Adenosine Antagonists (Theophylline)
In contrast to its systemic effect as a vasodilator, adenosine causes renal arterial vasoconstriction. Several small clinical studies have produced conflicting results regarding the role of theophylline, an adenosine antagonist, in the prevention of RCN.(37-40) A recent meta-analysis showed that pretreatment with theophylline led to a smaller increase in serum creatinine compared to placebo.(41) This meta-analysis included studies that lacked appropriate controls and limited the outcome to changes in serum creatinine.
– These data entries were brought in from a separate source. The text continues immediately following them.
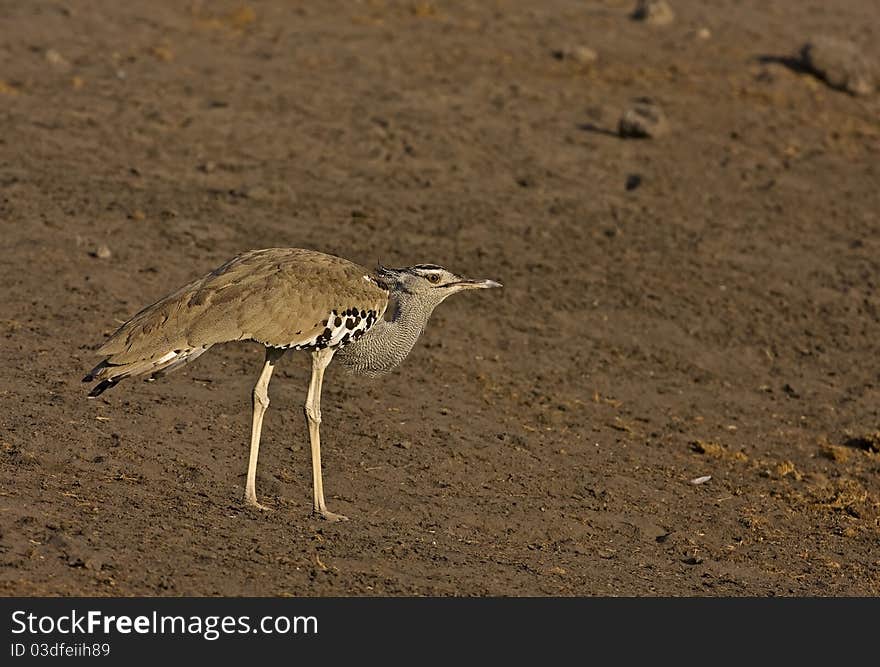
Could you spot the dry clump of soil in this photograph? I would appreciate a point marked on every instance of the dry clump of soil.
(703, 308)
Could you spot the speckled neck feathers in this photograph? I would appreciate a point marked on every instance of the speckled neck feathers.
(388, 342)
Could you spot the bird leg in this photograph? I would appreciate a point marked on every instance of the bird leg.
(261, 403)
(320, 359)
It is unlikely that theophylline can prevent RCN.
Several small studies have demonstrated that N-acetylcysteine (NAC) decreases the incidence of RCN, defined as a 25% increase in serum creatinine after radiocontrast administration.(42-45) Several meta-analyses have pooled the existing data and consistently found that NAC, along with fluids, decreases the incidence of RCN compared to fluids alone,(46-50) but there was a significant heterogeneity in NAC effect across all the studies. Also, NAC has been shown to decrease serum creatinine without affecting GFR.(51) The current implications to reduce serum creatinine after contrast administration with the use of NAC remain unclear and require further exploration. Because of its excellent pharmacoeconomic profile and lack of major toxicity, it still appears reasonable to use NAC together with fluids in high-risk patients to prevent RCN.
Dialysis for ARF Prevention
Although contrast media can be removed by dialysis, insufficient evidence exists for the routine use of prophylactic dialysis to prevent RCN.
Recommended Strategies
Current evidence suggests that non-pharmacologic strategies may be more effective than drugs in the prevention of ARF. Fluids, maintenance of mean arterial pressure and minimizing nephrotoxin exposure still are the most effective strategies. There is now clear evidence that diuretics, dopamine agonists and natriuretic peptides do not prevent ARF or improve outcomes once ARF occurs. Given the low cost, low toxicity and potential benefit, N-acetylcysteine should be considered together with IV hydration to reduce the incidence of RCN in highrisk patients. Theophylline and natriuretic peptides may have possible benefits in specific patient populations, but larger clinical trials are needed to validate their efficacy. The role of prophylactic dialysis to prevent contrast nephropathy is unproven.